With his grandfather supervising, he spent two days going over the car. He replaced the distributor cap and rotor, along with the oil pressure sending unit, as the original had failed. He did the work himself.
The car had a stiff ride. They discovered that the cheapie Chinese-made aftermarket shocks had failed and were permanently collapsed. They put KYBs on the front and Monroes on the back.
He had just started the drive home in 90-degree weather when he realized that although he could hear the fan blowing, there was no cold air coming into the cockpit.
After a quick call to his tech in Portland, Chip Starr, he returned to the shop. Chip noted that there is vacuum line that opens the flaps that lets cold air into the cockpit, and it might have gotten dislodged while they were replacing the distributor cap.
In fact, that was the case. Bradley quickly located the disconnected line, reconnected it and had an uneventful trip home, cold air blowing.
Along the way, he heard a rattling noise from the front and suspected it had something to do with a shock.
The next day he took the car to the SCM Batcave, where we store the 1967 Alfa Romeo Duetto, 1965 Giulia Spider Veloce and 2006 Lotus Elise. (The 1975 Porsche 911S is about to join the group, but that’s a story for another time.)
Bradley had never gone to our off-site garage by himself, nor ever used any of the tools. He called me, amazed. “You have a roll-around tool chest here! And a floor jack. And a big compressor.” Indeed.
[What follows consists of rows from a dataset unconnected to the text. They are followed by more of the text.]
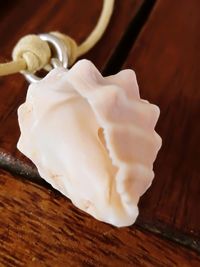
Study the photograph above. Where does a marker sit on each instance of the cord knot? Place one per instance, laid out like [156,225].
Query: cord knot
[34,51]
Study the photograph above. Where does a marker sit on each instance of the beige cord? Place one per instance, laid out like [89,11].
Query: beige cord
[32,54]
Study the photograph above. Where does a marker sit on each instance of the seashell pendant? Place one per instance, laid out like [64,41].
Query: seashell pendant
[92,138]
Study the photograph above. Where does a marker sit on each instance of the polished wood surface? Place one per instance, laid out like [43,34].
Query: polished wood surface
[42,228]
[160,40]
[166,60]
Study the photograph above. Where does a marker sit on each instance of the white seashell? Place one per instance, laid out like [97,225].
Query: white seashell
[92,138]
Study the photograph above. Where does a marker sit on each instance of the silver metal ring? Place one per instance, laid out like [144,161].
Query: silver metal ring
[61,59]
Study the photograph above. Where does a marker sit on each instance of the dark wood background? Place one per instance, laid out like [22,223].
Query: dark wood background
[160,40]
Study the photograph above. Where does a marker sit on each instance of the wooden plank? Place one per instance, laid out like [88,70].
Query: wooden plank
[75,18]
[166,59]
[39,227]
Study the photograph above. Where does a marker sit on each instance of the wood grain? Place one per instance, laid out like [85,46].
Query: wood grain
[166,59]
[39,227]
[46,16]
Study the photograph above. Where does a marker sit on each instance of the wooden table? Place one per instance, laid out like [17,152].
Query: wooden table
[160,40]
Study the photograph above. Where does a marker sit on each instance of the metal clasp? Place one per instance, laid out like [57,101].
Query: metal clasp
[61,59]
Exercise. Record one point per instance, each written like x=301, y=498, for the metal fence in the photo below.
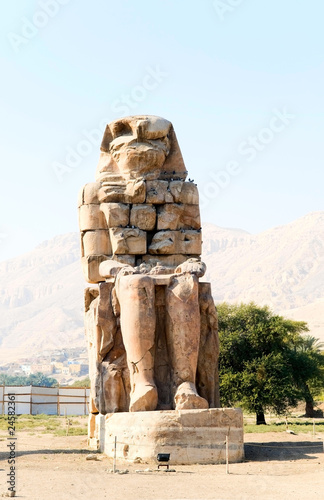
x=33, y=400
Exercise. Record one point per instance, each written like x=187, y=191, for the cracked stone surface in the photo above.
x=151, y=326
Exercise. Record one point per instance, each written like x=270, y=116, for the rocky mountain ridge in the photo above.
x=41, y=293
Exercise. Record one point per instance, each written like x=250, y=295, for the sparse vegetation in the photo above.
x=34, y=379
x=48, y=424
x=265, y=361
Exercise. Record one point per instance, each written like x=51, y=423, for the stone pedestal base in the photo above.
x=190, y=436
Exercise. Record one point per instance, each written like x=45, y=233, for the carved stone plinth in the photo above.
x=190, y=436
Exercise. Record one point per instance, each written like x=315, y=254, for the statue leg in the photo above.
x=183, y=335
x=136, y=296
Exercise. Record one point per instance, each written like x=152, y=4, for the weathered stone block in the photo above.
x=171, y=261
x=128, y=241
x=190, y=436
x=125, y=259
x=116, y=214
x=143, y=217
x=176, y=242
x=190, y=217
x=158, y=192
x=184, y=192
x=90, y=267
x=91, y=217
x=96, y=243
x=178, y=216
x=132, y=191
x=169, y=216
x=89, y=194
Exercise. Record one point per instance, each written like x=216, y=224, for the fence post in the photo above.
x=3, y=408
x=115, y=447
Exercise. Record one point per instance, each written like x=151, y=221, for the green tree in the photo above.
x=33, y=379
x=260, y=366
x=308, y=362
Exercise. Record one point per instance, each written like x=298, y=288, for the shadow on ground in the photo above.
x=287, y=450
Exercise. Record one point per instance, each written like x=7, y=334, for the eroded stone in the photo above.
x=143, y=217
x=128, y=241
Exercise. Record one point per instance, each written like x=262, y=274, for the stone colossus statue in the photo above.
x=151, y=325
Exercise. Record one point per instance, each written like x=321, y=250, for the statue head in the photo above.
x=140, y=147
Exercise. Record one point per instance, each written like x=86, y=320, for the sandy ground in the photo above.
x=277, y=466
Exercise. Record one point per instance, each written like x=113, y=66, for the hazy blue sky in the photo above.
x=241, y=81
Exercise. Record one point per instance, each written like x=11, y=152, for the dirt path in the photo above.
x=277, y=466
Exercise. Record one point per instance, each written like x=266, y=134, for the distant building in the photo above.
x=46, y=368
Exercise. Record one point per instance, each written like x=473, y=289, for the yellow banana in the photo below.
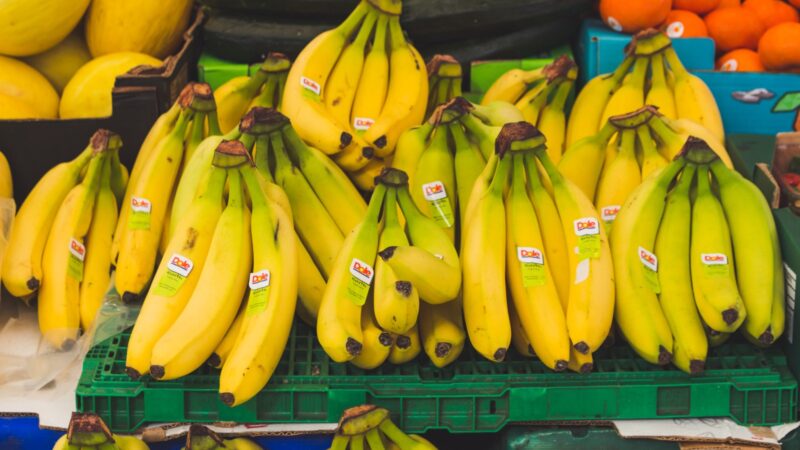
x=271, y=303
x=339, y=317
x=690, y=344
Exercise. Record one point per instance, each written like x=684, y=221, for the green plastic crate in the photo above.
x=748, y=385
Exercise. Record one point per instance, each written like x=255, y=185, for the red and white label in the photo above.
x=648, y=259
x=77, y=249
x=714, y=259
x=362, y=123
x=434, y=191
x=530, y=255
x=609, y=213
x=259, y=280
x=139, y=204
x=362, y=270
x=311, y=85
x=180, y=265
x=586, y=226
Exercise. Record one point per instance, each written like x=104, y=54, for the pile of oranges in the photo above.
x=750, y=35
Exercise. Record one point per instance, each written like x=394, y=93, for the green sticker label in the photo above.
x=139, y=217
x=259, y=288
x=436, y=195
x=361, y=275
x=715, y=264
x=532, y=261
x=650, y=267
x=178, y=268
x=77, y=254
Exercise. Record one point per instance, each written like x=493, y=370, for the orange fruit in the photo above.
x=779, y=48
x=740, y=60
x=681, y=23
x=772, y=12
x=734, y=27
x=634, y=16
x=696, y=6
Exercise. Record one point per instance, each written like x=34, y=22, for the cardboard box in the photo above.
x=34, y=146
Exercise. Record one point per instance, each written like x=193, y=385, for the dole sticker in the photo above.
x=714, y=259
x=362, y=123
x=311, y=85
x=180, y=265
x=259, y=280
x=586, y=226
x=434, y=191
x=530, y=255
x=361, y=271
x=648, y=259
x=77, y=249
x=609, y=213
x=141, y=205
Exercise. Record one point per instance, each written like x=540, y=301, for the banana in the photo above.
x=434, y=189
x=713, y=272
x=441, y=328
x=431, y=263
x=483, y=255
x=374, y=82
x=341, y=199
x=377, y=343
x=660, y=93
x=406, y=346
x=223, y=350
x=582, y=161
x=512, y=85
x=63, y=260
x=270, y=304
x=693, y=99
x=533, y=290
x=621, y=178
x=652, y=160
x=212, y=307
x=468, y=164
x=147, y=208
x=22, y=263
x=633, y=235
x=589, y=107
x=630, y=95
x=339, y=317
x=315, y=226
x=590, y=305
x=177, y=274
x=754, y=238
x=690, y=345
x=96, y=273
x=407, y=94
x=396, y=302
x=302, y=99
Using a 9/16” box end wrench, he reached past a front tire and tightened up a loose nut on the shock and was on his way.
My grandfather, who raised me, died when I was 11. I inherited his small chest of Craftsman tools. They were what I used while learning to work on cars. I had no adult to guide me and relied on fellow car owners and club members.
I confess to a warm feeling knowing that my son is touching and using the very same sockets, ratchets and open- and box-end wrenches my grandfather did over half-a-century ago.
This analog Corvette continues to be the giver of lessons. Bradley was immensely proud of his ability to change out the shock absorbers and improve the handling of his car. He also was pleased that he was able to locate the disconnected vacuum line, reconnect it and get the A/C back.
We live in a digital world where opportunities to be able to touch and repair things are increasingly infrequent.
The mantra to making any old car reliable is “drive, break, fix, drive, break again, fix again and repeat as necessary.”
The Corvette is more than 40 years old and has covered 95,000 miles. It has not been in regular use for over a decade. This process of making it a reliable, trustworthy car is proving to have many more benefits and teachable moments than we had anticipated.